STAMP DUTY payments were defaulted on in 155 property sales this year, the majority of them by solicitors acting for the buyers.
The Revenue Commissioners’ figures were released by Minister for Finance Brian Lenihan to Fine Gael TD Brian Hayes.
Mr Hayes said in these 155 cases, of a total of 45,117 property deals, purchasers were left high and dry. “This is a rip-off. If their solicitor does not pay the stamp duty, in full, on the transaction of the property, the property is in effect not registered or stamped. It has recently come to my attention that there are a growing number of cases where solicitors are simply defaulting on their responsibilities to their clients,” the Dublin South West TD said.
With 155 cases for the first five months of 2009, “we are likely to see an increase in this practice by about a third in 2009”.
He said that effectively the Law Society was meeting the financial liability of the defaulting solicitor, and while the Revenue had discretion to mitigate penalties in such cases, it could require new comprehensive legislation to deal with “this growing and new problem”.
Mr Lenihan, in his written response to a parliamentary question from the Fine Gael TD, said according to the Revenue, solicitors defaulted in about 200 cases a year between 2006 and 2008.

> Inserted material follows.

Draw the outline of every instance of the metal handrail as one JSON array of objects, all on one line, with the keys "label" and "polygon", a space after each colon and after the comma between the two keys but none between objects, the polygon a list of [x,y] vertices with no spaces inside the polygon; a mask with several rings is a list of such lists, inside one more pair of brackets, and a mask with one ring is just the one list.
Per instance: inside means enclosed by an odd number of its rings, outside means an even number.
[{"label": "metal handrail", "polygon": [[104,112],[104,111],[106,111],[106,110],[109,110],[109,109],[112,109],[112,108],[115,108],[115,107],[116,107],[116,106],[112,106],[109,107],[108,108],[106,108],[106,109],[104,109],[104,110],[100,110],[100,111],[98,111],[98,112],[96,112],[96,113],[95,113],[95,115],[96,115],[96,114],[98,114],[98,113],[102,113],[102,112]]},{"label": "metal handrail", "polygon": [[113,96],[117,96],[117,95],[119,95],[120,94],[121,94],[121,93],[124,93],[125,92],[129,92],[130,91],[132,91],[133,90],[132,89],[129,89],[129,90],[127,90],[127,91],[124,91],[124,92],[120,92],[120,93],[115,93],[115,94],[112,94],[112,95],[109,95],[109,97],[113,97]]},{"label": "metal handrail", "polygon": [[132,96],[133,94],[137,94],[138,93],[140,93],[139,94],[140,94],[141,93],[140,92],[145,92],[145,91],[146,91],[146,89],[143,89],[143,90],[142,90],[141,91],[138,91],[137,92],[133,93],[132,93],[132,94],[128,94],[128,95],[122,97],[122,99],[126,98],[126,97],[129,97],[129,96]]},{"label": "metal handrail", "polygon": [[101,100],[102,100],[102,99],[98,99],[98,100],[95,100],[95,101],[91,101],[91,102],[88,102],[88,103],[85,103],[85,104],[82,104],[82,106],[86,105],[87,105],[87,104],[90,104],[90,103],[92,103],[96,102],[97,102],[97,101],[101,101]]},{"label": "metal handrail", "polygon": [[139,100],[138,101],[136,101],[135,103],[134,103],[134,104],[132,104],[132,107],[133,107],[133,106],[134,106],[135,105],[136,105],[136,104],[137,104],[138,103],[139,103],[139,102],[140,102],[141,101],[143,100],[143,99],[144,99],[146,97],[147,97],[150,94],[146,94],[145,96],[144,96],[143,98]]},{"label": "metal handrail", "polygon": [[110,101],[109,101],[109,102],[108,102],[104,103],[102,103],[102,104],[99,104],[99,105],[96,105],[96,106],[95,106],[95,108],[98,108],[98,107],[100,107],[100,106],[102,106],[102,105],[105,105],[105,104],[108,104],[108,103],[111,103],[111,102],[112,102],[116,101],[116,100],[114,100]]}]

“I am advised by the Revenue Commissioners that where a solicitor defaults in paying over stamp duty to Revenue, and is ‘struck off’ subsequently as a practising solicitor, the Law Society will appoint new solicitors to complete the cases of the defaulting solicitor,” Mr Lenihan said.
“In such cases the new solicitor will pay the stamp duty to Revenue and be compensated accordingly by the Law Society,” he added.